Conversations de société et droit


L’actualité politique de la dernière année fut animée par de vifs débats populaires touchant le cœur même de ce qui nous caractérise en tant que démocratie. Que ce soit au Québec, aux États-Unis ou ailleurs dans le monde, les démocraties modernes sont confrontées à une agitation populaire cherchant à ébranler et miner certains acquis sociaux d’une tranche de la population. Face à l’adversité, certains peuples empruntent un raccourci politique navrant, soit l’élection de gouvernements autoritaires aux positions dogmatiques faisant fi des règles établies et ancrées d’une démocratie circonscrite et définie par le droit . C’est en cela que le domaine juridique s’avère crucial et essentiel au développement d’une discussion critique et d’une acuité d’esprit fine face aux aléas politiques actuels. Chaque enjeu, débat ou question politique doit être considéré à l’aune du droit; les décisions prises par un gouvernement se doivent d’être « légales », de respecter le droit.

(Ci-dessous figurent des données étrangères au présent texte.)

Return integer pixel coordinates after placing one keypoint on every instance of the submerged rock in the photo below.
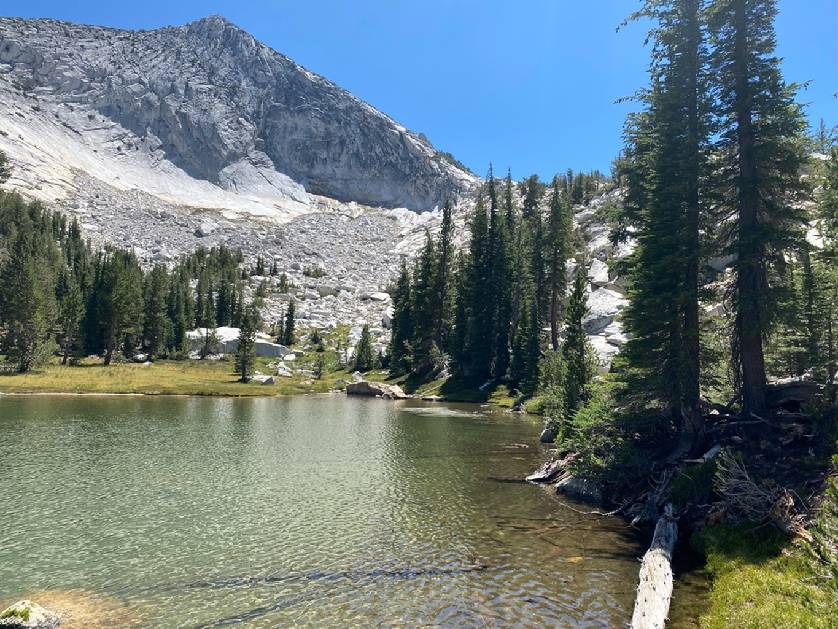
(548, 435)
(376, 389)
(28, 615)
(580, 488)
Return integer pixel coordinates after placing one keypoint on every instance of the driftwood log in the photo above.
(651, 607)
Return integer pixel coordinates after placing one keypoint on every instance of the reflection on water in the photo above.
(321, 510)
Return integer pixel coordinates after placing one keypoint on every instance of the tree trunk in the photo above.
(554, 317)
(693, 420)
(654, 592)
(751, 281)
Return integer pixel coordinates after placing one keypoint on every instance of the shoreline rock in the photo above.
(28, 615)
(376, 389)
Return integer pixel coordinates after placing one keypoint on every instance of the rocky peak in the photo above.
(211, 100)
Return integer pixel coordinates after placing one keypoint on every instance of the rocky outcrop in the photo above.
(211, 101)
(376, 389)
(28, 615)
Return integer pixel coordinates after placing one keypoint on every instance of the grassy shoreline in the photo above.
(210, 378)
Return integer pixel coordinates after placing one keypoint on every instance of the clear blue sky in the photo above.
(529, 84)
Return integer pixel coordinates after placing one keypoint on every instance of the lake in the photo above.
(321, 511)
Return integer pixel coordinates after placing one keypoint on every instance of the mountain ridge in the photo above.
(229, 110)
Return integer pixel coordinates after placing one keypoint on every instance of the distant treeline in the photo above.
(480, 311)
(59, 293)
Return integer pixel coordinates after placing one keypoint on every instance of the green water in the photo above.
(323, 511)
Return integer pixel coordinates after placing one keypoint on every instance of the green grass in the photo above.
(761, 580)
(449, 389)
(165, 377)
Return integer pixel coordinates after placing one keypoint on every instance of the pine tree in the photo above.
(288, 327)
(178, 311)
(499, 283)
(425, 301)
(478, 353)
(70, 312)
(402, 327)
(444, 290)
(576, 350)
(155, 323)
(526, 350)
(5, 168)
(761, 155)
(121, 310)
(363, 351)
(26, 305)
(246, 350)
(663, 167)
(559, 237)
(283, 284)
(207, 316)
(552, 375)
(826, 268)
(459, 337)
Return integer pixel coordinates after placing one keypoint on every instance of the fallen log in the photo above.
(654, 592)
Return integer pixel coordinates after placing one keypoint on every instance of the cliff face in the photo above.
(225, 109)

Le domaine juridique, de par la loi et la constitution, limite ainsi la marge de manœuvre des gouvernements; c’est la séparation des pouvoirs, principe devenu célèbre dans le livre De l’esprit des lois de Montesquieu. En vertu de cette doctrine politique, le pouvoir d’un souverain ne peut jamais être absolu . L’édifice judiciaire fait guise de garde-fou contre une souveraineté absolue et totale, telle une dictature, en imposant un critère trivial, mais névralgique : toutes actions d’un gouvernement doivent être légales, conforment à la loi. À titre d’exemple, le gouvernement du Canada ne pourrait aller à l’encontre des droits fondamentaux de la personne puisque notre état est doté d’une Charte qui protège ces dits droits.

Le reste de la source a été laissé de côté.